Это был один из самых продолжительных военных конфликтов в истории Европы. За исключением Прутской кампании тысяча семьсот одиннадцатого года и Крымской войны, которую часто рассматривают как отдельное событие, конфликты закончились стратегическим поражением для находившейся в застое Османской империи. Считается, что они продемонстрировали господство России, как европейской державы, особенно после усилий Петра Великого по модернизации в начале XVIII века.
Мне претило воевать с Турками так много и долго, и для себя я решил, что если вдруг лично мне придётся «воевать с Османской Империей, то я сразу постараюсь захватить Константинополь. Тем паче, что пока англичане там не особо 'проросли» в военном плане и не могут угрожать России своими войсками. Этим фактором грех было не воспользоваться.

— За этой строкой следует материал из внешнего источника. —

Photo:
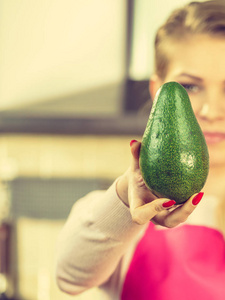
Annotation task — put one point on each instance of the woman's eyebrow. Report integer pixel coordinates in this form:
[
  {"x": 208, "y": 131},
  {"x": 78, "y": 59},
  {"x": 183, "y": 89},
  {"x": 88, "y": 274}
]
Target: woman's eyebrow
[{"x": 190, "y": 76}]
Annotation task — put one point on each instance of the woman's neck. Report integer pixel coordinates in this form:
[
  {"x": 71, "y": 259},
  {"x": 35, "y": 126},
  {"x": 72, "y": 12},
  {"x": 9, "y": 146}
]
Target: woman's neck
[{"x": 215, "y": 184}]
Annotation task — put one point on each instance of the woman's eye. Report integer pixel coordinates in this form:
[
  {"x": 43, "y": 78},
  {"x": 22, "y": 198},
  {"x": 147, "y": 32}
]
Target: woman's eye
[{"x": 191, "y": 88}]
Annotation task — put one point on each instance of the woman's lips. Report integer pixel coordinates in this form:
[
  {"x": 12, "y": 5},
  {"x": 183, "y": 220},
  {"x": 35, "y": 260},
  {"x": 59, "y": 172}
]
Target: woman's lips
[{"x": 214, "y": 137}]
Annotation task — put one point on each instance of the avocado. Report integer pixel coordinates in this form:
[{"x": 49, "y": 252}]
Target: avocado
[{"x": 174, "y": 159}]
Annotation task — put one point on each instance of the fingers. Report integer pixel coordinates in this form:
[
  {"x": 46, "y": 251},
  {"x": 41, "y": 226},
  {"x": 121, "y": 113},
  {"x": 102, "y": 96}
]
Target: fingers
[
  {"x": 135, "y": 150},
  {"x": 180, "y": 214},
  {"x": 144, "y": 213}
]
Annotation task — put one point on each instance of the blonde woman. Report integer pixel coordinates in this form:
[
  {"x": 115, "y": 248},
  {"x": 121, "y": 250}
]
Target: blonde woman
[{"x": 127, "y": 242}]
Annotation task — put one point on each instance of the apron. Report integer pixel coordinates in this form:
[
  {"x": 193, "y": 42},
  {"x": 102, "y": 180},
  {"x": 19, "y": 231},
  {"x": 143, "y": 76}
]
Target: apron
[{"x": 182, "y": 263}]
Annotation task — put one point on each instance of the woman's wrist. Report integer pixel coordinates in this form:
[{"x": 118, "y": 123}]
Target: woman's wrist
[{"x": 122, "y": 188}]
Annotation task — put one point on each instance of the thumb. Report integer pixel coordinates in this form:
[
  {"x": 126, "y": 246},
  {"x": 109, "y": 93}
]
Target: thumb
[
  {"x": 135, "y": 151},
  {"x": 146, "y": 212}
]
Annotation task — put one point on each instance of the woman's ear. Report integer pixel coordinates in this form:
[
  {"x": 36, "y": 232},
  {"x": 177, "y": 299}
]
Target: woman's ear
[{"x": 154, "y": 84}]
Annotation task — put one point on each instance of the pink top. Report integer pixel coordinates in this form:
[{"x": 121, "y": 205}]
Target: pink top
[{"x": 187, "y": 262}]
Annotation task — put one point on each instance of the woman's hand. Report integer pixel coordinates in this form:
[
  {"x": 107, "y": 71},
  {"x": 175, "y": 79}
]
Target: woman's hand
[{"x": 144, "y": 206}]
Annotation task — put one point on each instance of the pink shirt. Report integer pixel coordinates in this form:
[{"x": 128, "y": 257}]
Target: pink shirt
[{"x": 187, "y": 262}]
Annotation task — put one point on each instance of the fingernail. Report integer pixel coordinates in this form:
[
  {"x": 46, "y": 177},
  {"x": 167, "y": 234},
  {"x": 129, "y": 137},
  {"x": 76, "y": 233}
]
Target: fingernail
[
  {"x": 169, "y": 203},
  {"x": 197, "y": 198},
  {"x": 133, "y": 141}
]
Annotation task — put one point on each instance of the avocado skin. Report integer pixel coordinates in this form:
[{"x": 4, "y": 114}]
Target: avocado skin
[{"x": 174, "y": 159}]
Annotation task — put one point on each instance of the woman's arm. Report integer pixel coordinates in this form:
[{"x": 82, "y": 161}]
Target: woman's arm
[
  {"x": 96, "y": 235},
  {"x": 102, "y": 226}
]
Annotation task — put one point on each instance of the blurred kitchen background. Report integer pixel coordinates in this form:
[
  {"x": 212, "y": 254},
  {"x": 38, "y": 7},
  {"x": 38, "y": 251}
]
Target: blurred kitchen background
[{"x": 73, "y": 87}]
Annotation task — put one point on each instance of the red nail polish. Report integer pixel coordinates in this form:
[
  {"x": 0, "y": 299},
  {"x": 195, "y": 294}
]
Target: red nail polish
[
  {"x": 197, "y": 198},
  {"x": 133, "y": 141},
  {"x": 169, "y": 203}
]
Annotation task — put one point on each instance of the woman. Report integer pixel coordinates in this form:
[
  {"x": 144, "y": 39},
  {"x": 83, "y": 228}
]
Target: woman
[{"x": 108, "y": 240}]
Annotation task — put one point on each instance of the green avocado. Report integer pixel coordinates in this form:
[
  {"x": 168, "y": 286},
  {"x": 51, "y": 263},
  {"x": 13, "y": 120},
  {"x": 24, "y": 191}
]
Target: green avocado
[{"x": 174, "y": 159}]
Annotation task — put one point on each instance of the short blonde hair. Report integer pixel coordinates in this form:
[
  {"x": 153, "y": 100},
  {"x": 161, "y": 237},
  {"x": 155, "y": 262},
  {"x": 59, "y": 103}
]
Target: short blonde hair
[{"x": 194, "y": 18}]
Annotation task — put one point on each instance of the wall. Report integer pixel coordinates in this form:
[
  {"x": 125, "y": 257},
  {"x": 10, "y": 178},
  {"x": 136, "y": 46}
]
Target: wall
[{"x": 54, "y": 48}]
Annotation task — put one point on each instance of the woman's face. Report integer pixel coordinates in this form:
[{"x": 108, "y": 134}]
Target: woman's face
[{"x": 199, "y": 65}]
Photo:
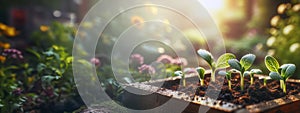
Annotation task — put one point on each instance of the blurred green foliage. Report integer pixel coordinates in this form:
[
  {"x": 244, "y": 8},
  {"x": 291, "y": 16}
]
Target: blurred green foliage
[{"x": 284, "y": 42}]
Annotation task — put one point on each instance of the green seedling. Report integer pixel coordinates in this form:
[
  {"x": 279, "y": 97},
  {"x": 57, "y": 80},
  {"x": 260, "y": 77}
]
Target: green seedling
[
  {"x": 251, "y": 74},
  {"x": 282, "y": 73},
  {"x": 228, "y": 76},
  {"x": 222, "y": 61},
  {"x": 241, "y": 66},
  {"x": 201, "y": 75},
  {"x": 265, "y": 79},
  {"x": 182, "y": 75}
]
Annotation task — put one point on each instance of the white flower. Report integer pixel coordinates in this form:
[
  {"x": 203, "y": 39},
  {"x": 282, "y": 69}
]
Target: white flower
[
  {"x": 294, "y": 47},
  {"x": 296, "y": 7},
  {"x": 275, "y": 20},
  {"x": 271, "y": 41},
  {"x": 287, "y": 29}
]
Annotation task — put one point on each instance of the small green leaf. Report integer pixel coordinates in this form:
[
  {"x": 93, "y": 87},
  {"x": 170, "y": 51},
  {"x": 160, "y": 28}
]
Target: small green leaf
[
  {"x": 222, "y": 62},
  {"x": 247, "y": 61},
  {"x": 256, "y": 71},
  {"x": 271, "y": 63},
  {"x": 226, "y": 74},
  {"x": 201, "y": 72},
  {"x": 49, "y": 78},
  {"x": 235, "y": 64},
  {"x": 178, "y": 73},
  {"x": 247, "y": 73},
  {"x": 34, "y": 53},
  {"x": 206, "y": 56},
  {"x": 275, "y": 76},
  {"x": 289, "y": 71}
]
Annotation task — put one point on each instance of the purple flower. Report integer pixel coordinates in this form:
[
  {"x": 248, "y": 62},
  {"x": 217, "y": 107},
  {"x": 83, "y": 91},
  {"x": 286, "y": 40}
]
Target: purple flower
[
  {"x": 136, "y": 59},
  {"x": 147, "y": 69},
  {"x": 180, "y": 61},
  {"x": 13, "y": 53},
  {"x": 166, "y": 59},
  {"x": 95, "y": 61}
]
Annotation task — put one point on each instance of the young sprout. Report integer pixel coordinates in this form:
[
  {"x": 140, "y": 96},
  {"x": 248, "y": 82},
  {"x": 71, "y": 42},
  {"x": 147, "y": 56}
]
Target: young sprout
[
  {"x": 222, "y": 61},
  {"x": 228, "y": 76},
  {"x": 281, "y": 73},
  {"x": 182, "y": 75},
  {"x": 251, "y": 74},
  {"x": 265, "y": 79},
  {"x": 201, "y": 74},
  {"x": 243, "y": 65}
]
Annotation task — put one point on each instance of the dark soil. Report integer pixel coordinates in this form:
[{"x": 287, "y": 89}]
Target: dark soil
[{"x": 252, "y": 94}]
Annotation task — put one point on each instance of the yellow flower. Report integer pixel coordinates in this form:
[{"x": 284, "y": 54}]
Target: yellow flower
[
  {"x": 2, "y": 59},
  {"x": 275, "y": 20},
  {"x": 296, "y": 7},
  {"x": 167, "y": 25},
  {"x": 11, "y": 31},
  {"x": 3, "y": 26},
  {"x": 44, "y": 28},
  {"x": 137, "y": 21}
]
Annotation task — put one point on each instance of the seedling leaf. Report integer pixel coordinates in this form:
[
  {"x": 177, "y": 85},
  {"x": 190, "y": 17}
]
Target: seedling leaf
[
  {"x": 206, "y": 56},
  {"x": 256, "y": 71},
  {"x": 247, "y": 61},
  {"x": 271, "y": 63},
  {"x": 222, "y": 62},
  {"x": 235, "y": 64},
  {"x": 201, "y": 72},
  {"x": 178, "y": 73},
  {"x": 247, "y": 73},
  {"x": 289, "y": 71}
]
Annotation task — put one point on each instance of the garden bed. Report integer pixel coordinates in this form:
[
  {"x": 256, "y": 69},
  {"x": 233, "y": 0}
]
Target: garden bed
[{"x": 255, "y": 98}]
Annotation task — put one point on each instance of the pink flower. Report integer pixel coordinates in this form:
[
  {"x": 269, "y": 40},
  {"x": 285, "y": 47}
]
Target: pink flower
[
  {"x": 95, "y": 61},
  {"x": 136, "y": 59},
  {"x": 166, "y": 59},
  {"x": 180, "y": 61},
  {"x": 148, "y": 69}
]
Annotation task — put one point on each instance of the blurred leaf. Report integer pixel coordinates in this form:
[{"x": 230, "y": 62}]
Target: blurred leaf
[
  {"x": 256, "y": 71},
  {"x": 288, "y": 70},
  {"x": 34, "y": 53},
  {"x": 206, "y": 56},
  {"x": 235, "y": 64},
  {"x": 201, "y": 72},
  {"x": 222, "y": 62},
  {"x": 275, "y": 76},
  {"x": 48, "y": 78},
  {"x": 41, "y": 67},
  {"x": 178, "y": 73},
  {"x": 247, "y": 73},
  {"x": 247, "y": 61},
  {"x": 271, "y": 63}
]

У меня было два варианта. Первый, — это напасть на османов со стороны Кавказа во время их похода на Польшу, второй — напасть на трёхсоттысячную турецкую армию, переправившись через Днепр, как, собственно и произошло в «нормальной» истории. Правда, разгромить турецкую армию на Украине у России не получилось, а получилась война, длиной в двадцать лет.

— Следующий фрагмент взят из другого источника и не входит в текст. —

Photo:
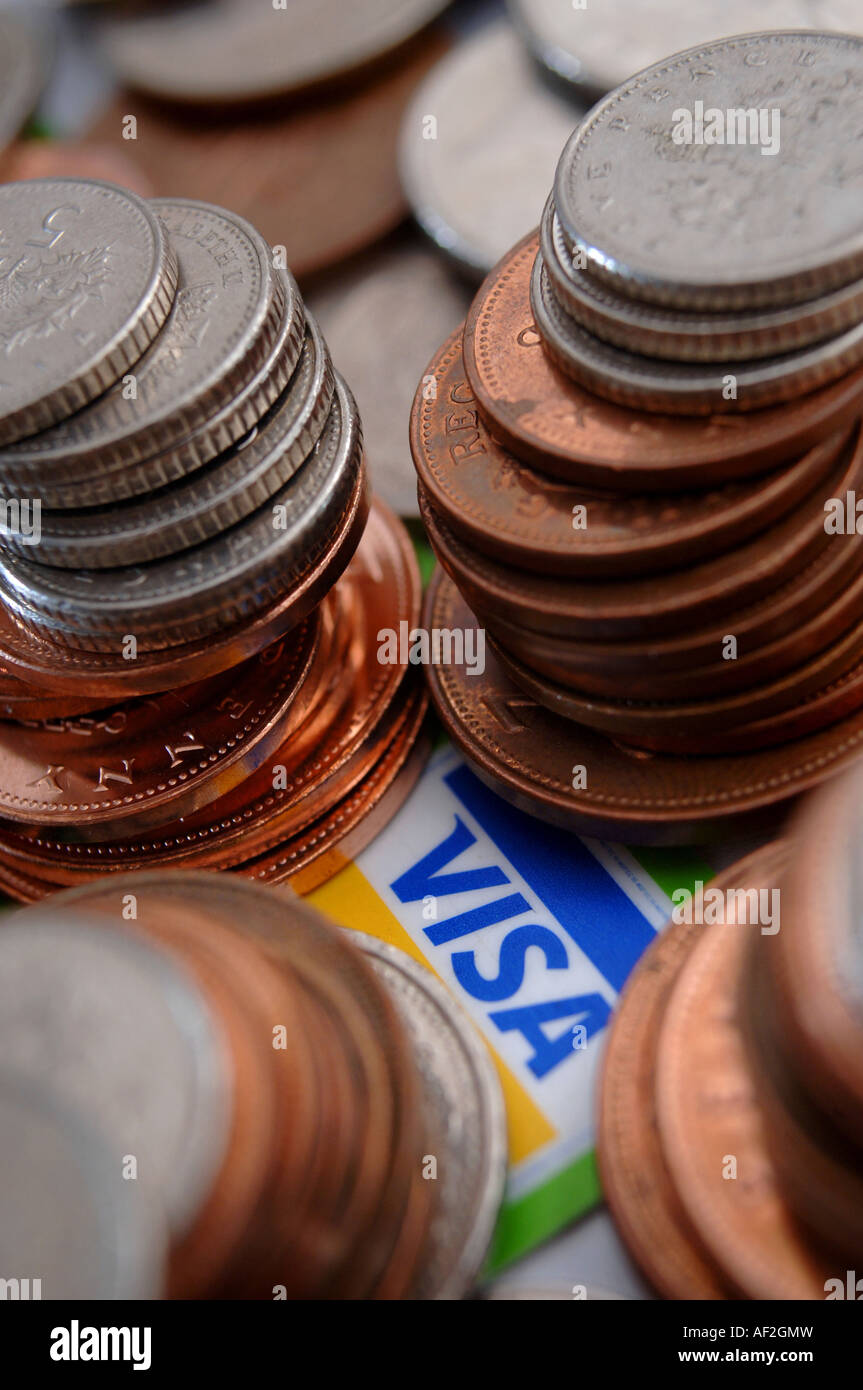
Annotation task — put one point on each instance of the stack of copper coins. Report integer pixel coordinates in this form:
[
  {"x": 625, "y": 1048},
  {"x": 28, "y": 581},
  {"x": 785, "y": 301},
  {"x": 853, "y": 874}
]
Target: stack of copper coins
[
  {"x": 189, "y": 592},
  {"x": 731, "y": 1121},
  {"x": 639, "y": 460},
  {"x": 273, "y": 1108}
]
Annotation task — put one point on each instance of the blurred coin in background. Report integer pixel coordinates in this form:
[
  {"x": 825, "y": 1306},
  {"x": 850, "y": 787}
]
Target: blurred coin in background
[
  {"x": 596, "y": 45},
  {"x": 321, "y": 181},
  {"x": 382, "y": 320},
  {"x": 480, "y": 145},
  {"x": 25, "y": 53},
  {"x": 235, "y": 50}
]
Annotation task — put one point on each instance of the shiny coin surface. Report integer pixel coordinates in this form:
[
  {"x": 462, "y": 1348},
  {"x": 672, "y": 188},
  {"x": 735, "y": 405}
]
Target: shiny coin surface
[
  {"x": 464, "y": 1119},
  {"x": 223, "y": 324},
  {"x": 480, "y": 145},
  {"x": 232, "y": 52},
  {"x": 684, "y": 388},
  {"x": 148, "y": 1068},
  {"x": 63, "y": 1196},
  {"x": 381, "y": 323},
  {"x": 598, "y": 46},
  {"x": 86, "y": 281},
  {"x": 767, "y": 227},
  {"x": 567, "y": 431},
  {"x": 701, "y": 337},
  {"x": 213, "y": 498},
  {"x": 217, "y": 584}
]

Если бы меня сейчас спросили, я не рекомендовал бы царю вступать в войну с турками в следующем году. Тем более, что Турки нападут на Польшу, а не на Русь. Но пропольская партия станет «дуть в уши» Алексею Михайловичу про щирых[1] братушек и про спасение христианского мира после первых же выстрелов со стороны осман. Надо сказать, что славянский христианский мир был захвачен султаном Сулейманом Первым более ста лет назад и народ в нём чувствовал себя очень даже неплохо. Правда, многие христиане приняли реформацию и стали лютеранами. Так и чего ради я бы их спасал? Ведь протестанты — суть католики в их максимально прагматическом и материалистическом мировоззрении. Всё! Забыть надо было про братьев-славян, тем более что благодарности от них, как не было, так и не будет. А вот распространение туретчины на восток надо было остановить срочно. Не хотелось бы, чтобы Россия постоянно отвлекалась на Турцию. Нам ещё шведам надо было навалять.
Оба этих пункта предполагали взаимодействие с Персией, которой я бы мог предложить территорию до Трапезунда и выход к Средиземному морю, однако Персия о том, что будет участвовать в войне с Турцией, ещё не знала. Я предполагал занять Русский трон и сразу отправить к шаху посла. А если не получится занять трон, то просто послать в качестве посла Тимофея, который изложил бы шаху план совместных военных действий. Причём, я просто поставил бы шаха перед фактом, что ударю всем своим флотом по Константинополю в то время, когда русские войска свяжут турецкую армию на левобережье Днепра. Короче, я так и так решил воевать с турками по-серьёзному, хоть в качестве царя, хоть в качестве «простого» владетеля Кабарды.
Шучу,
я, дамы и господа, товарищи и товарки. Мысли, конечно, такие имели место, но только в прожектах и мечтах. Как, впрочем, мысли и о занятии царского престола. С сорок восьмого года не бывало дня, когда бы я ни задумывался об этих документах и о том, как бы я правил, если бы был царём. Внесли, сволочи, масоны в мою душу смятение и зерно тщеславия, и, как ни душил я это зерно, оно постепенно прорастало и прорастало. Медленно, но верно.С тех пор я боролся с цепким «плющом» тщеславия, но он оплетал меня плотнее и плотнее. Знают… Знают иезуиты психологию и человеческую натуру. Оттого и оставили документы у меня, в надежде, что я созрею сам и как спелый плод упаду к их ногам. И я не знал к кому предъявлять претензии, мать их… Никто из окружающих меня потенциальных и явных масонов больше не обращался ко мне с крамольными предложениями.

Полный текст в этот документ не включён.